Anonymous 0 Comments

So, a Slinky is nothing more than a loose spring with flexible material, like wire or plastic. The spring is strong enough that it tries to hold together, but weak enough that momentum can break that tendency.

So, when you flip over the top of a Slinky, the top part falls to gravity and the rest tries to balance out. But if the top falls underneath the bottom, then evening out those forces means dragging the rest of the toy with it.

The bottom of the spring wants to stay in place, but eventually it gets pulled up and away by the rest.

Anonymous 0 Comments

The slinky is a spring. The natural state is for it to be compressed in a tight coil, so it wants to return to that state.

When you hold the slinky up from the top, the slinky extends due to the weight of the bottom. It extends until the compressive force of the spring is enough to hold the bottom up; the force that a spring can exert is roughly tied to how far it has been stretched/compressed compared to its natural/rest state.

So at the moment before you drop the top, the slinky is completely stationary. The spring is exerting enough force to hold the bottom from falling further, with that force being exerted on the top. You feel that force as the weight of the slinky pulling your hand down, which you (easily) resist to hold it still.

When you drop the slinky, there’s nothing holding the top up anymore. But the bottom is still being held by the stretch of the slinky. That force is enough to hold the bottom roughly in place against weight/gravity (if you watch carefully, it’s not absolutely stationary while the top is falling) until the slinky closes up and the momentum of the top of the slinky coming down pushes the balance of forces all the way towards weight/gravity downwards.

Anonymous 0 Comments

The slinky is a spring. When you hold a slinky in one end it will stretch out.
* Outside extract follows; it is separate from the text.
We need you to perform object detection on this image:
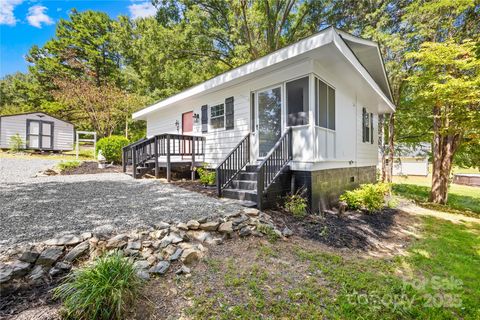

At each point, the upward force of it as spring will be equal to the gravitational force of everything below and the gravity on that point. The spring force that it up in that point will be the gravitational force of everything below for a point above.

That is for every point except where you hold it, the upward force from the spring is canceled out by a force from you hand

So when you start the slinky is at rest with forces equal at each point. When you release it the only thing that change is the top is no longer supported by your hand. Nothing has changed for the rest of it gravity pulls it down and spring tension pulls it up.

The result is that the top move down both from gravity and spring tension. The upward spring force in the other point that was previously transferred to your hand instead accelerated the top down faster. The point on the slinky only starts to move when the spring force at that point no longer accurate what is above, that will at the latest happens when two layers of the slinky collide

The top of the slinky will accelerate down faster the gravitational freefall. Is if you dropped a ball beside it the top of the slinky would move down faster.

It will be the center of mass of the slinky that accelerates down at freefall speed.

A way to think about it is what happens if you stretch out a slinky horizontally on the floor. The result is the end will accelerate to the center. So you can look at the drop as the slinky contracting itself like on the floor but at the same time, the center of mass is accelerating down. The net result is the bottom pulls itself towards the center of mass at the same rate as gravity pulls it down and the result is it remains stationary.

A slinky stretch out by gravity vertically is not identical to one stretch out on the floor. Each part is not equally stretched out it depends on the mass below. So the spring force at each point is equal to what is required for gravity to not accelerate it, this is why the contracting and center falling works out to the bottom being stationary.